Tamales are the first lunchbox style food and were originally consumed by ancient Aztec warriors during their travels. Ingredients are placed inside a pocket of corn dough (masa) which are then wrapped in corn leaf or plantain leaf and steamed or boiled to perfection. Tamales are popular during holidays, when families collaborate in making these wrapped delicacies.
The Colombian Tamales in the first two pics were purchased at Los Toldos, a cozy Mom and Pop restaurant in Queens, NY on Northern blvd and 84th street.
Depending on the region, you will see differences in size, texture and ingredients.
- Brazilian Pamonhas are mostly filled with cheese, sausage and peppers
- Peruvian, Bolivian & Chilean Humintas are usually made with cheese, raisins and anise seeds
- Filipino Tamales are made with rice dough and filled with chicken and coconut milk
- Venezuelan Hallacas mainly contain meats, onions and peppers
Since my background is Colombian and my girlfriend, Jaquie, is Mexican I decided to put these two Tamal counterparts head to head.

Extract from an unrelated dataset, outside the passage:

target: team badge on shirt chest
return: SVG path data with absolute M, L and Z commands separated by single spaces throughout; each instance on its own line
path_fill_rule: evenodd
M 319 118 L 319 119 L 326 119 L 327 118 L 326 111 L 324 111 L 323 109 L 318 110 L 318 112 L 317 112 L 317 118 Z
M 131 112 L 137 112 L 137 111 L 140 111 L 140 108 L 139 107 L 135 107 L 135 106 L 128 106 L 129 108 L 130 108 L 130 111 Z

Can fit about 4 Mexican Tamales.
Made with moist and buttery corn dough.
Contain full pieces of pork, peas, carrots, and onions.
Paired with delicious Colombian white rice and spicy cilantro and onion based aji sauce on the side.
These tamales were from our Christmas dinner in El Paso, TX. I'd recommend reheating in the toaster oven for crispy yumminess!
While I wish I could stay true to my Colombian roots, I must admit that I would choose a Mexican tamal if they were both placed in front of me... unless my mom was looking (wink wink).